Grief and anger over shootings.
Stages of grief and Stages of peace. How do we reach and help the people who feel the urge to kill? How do we grieve the children? How do we peace the world?
Taken in September 2014.
A physician says to me, “You might have had more friends and been more successful in your career if you had been put on medication a long time ago.”
I think, “You f—ing bitch.” Nothing shows on my face. The doctor face is pleasant on the surface and the stone face that guards my feelings is deeper. I could show you the snakes and you would turn to stone but I would go to jail.

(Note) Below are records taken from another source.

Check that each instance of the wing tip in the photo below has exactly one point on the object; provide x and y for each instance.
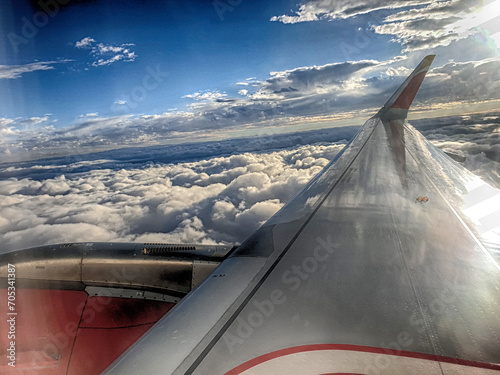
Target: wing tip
(399, 103)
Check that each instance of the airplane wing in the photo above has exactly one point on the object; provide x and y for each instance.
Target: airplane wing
(380, 265)
(386, 262)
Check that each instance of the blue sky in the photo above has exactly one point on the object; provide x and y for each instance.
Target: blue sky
(96, 75)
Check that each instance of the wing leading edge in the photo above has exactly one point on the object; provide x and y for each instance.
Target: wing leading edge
(373, 268)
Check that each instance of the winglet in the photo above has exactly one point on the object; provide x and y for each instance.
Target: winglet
(399, 103)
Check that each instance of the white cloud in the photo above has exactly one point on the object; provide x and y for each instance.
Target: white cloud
(125, 197)
(426, 25)
(92, 114)
(206, 95)
(85, 42)
(216, 200)
(315, 10)
(16, 71)
(331, 92)
(106, 54)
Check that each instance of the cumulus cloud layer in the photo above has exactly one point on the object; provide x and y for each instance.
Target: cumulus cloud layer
(415, 24)
(222, 199)
(120, 196)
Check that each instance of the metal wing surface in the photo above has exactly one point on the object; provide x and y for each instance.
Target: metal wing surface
(383, 264)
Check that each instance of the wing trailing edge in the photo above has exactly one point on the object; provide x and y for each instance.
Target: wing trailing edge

Your words don’t go away. They fester, a deep deep wound. I ask my other doctor, “If my only symptom of pneumonia is my mood, no white count, no fever, how would I know if I had pneumonia if I were medicated?”
I think back. Age twenty five with belly pain, emergency room, CT scan and then a sigmoidoscopy. I couldn’t eat, it hurt so bad. The emergency room offers me valium. “No,” I say, “my father is an alcoholic. I won’t take that.” I am sent to counseling. The counselor, smug, blonde, polished, wants to send me to her husband, a psychiatrist, for drugs. “No,” I say, “my father is an alcoholic. I want talk therapy not drugs.” I am very very afraid.
Things get better. I tell the counselor thank you. “You can’t stop now,” she says, “You must continue the counseling. Or you will have problems later on.” I go once more. She says I must keep coming. I speak to a family friend, a PhD psychologist, who encourages me to say no. I cancel. No regrets.
I am not an alcoholic. I don’t smoke. I don’t use pot nor CBD. I never tried cocaine or meth or opioids or crack. I can tell an addict by their charm: the sick people are not charming nor the people in for maintenance. The moment a person tries to charm me I wonder what they want.
The physician is wrong and cruel besides. Valium is addictive and is still overused. I could have taken the path of psychiatric medicine but I chose not to.
I will find another doctor who is less stupid and cruel. They do exist. I know, because I am one.